Healthy waterways provide habitat to aquatic wildlife and help reduce nutrients and sediments entering Vasse Wonnerup wetlands and Geographe Bay. In recognition of this important function GeoCatch have been working with farmers over the last 20 years to protect and enhance Geographe waterways by installing stock exclusion fencing and restoring native vegetation. An additional 40km of fencing and 10Ha of revegetation has been carried out to date under Revitalising Geographe Waterways.
Soil amendments are products that bind with phosphorus, keeping it within the soil available for plant growth rather than washing into waterways. Using soil amendments can significantly reduce phosphorus loss when combined with good fertiliser management. Revitalising Geographe Waterways has established and continues to monitor two trial sites on farms to assess the effectiveness of the soil amendment Iron Man Gypsum in reducing phosphorus loss.

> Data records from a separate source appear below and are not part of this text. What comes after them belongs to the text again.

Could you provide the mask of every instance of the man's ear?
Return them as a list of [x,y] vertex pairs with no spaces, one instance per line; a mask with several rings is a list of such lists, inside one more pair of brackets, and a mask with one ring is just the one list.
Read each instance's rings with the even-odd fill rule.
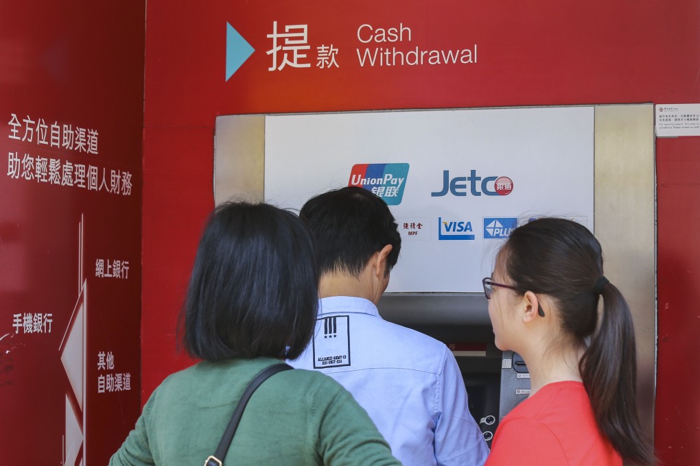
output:
[[383,279],[386,275],[386,258],[388,257],[389,253],[391,252],[391,249],[393,249],[393,246],[391,245],[386,245],[382,247],[380,250],[374,253],[374,255],[372,256],[372,272],[374,272],[374,275],[377,278]]
[[544,312],[540,311],[542,307],[540,300],[538,299],[537,295],[532,291],[525,292],[525,294],[523,295],[522,305],[523,307],[523,322],[531,322],[538,316],[545,316]]

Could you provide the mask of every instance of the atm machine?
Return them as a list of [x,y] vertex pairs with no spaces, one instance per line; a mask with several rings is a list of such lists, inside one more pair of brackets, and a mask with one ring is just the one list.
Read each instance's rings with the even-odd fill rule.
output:
[[653,435],[652,105],[223,116],[214,155],[217,203],[299,209],[349,184],[382,196],[402,250],[379,312],[452,350],[489,442],[527,398],[529,374],[519,355],[496,347],[481,280],[517,224],[583,224],[634,316],[640,411]]

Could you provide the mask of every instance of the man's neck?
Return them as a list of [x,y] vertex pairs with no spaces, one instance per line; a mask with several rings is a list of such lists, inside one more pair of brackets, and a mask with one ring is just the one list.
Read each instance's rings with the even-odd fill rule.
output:
[[[318,283],[318,296],[354,296],[375,301],[372,286],[363,275],[353,277],[344,273],[324,274]],[[376,303],[375,303],[376,304]]]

GeoCatch has coordinated the development of nutrient management best management practices (BMPs) for high rainfall grazing land. The guidelines have been developed with input from farmers, scientists, catchment groups and fertiliser industry representatives and provide valuable information to help grazing farmers maximise stock productivity, while minimising environmental impacts in local waterways.
The BMP Framework allows farmers to compare their current farming operations to ‘best practice’ to improve nutrient management on farm and track progress over time to demonstrate sustainable farming practices. GeoCatch will be utilising the BMP framework with Geographe farmers during the development of nutrient plans.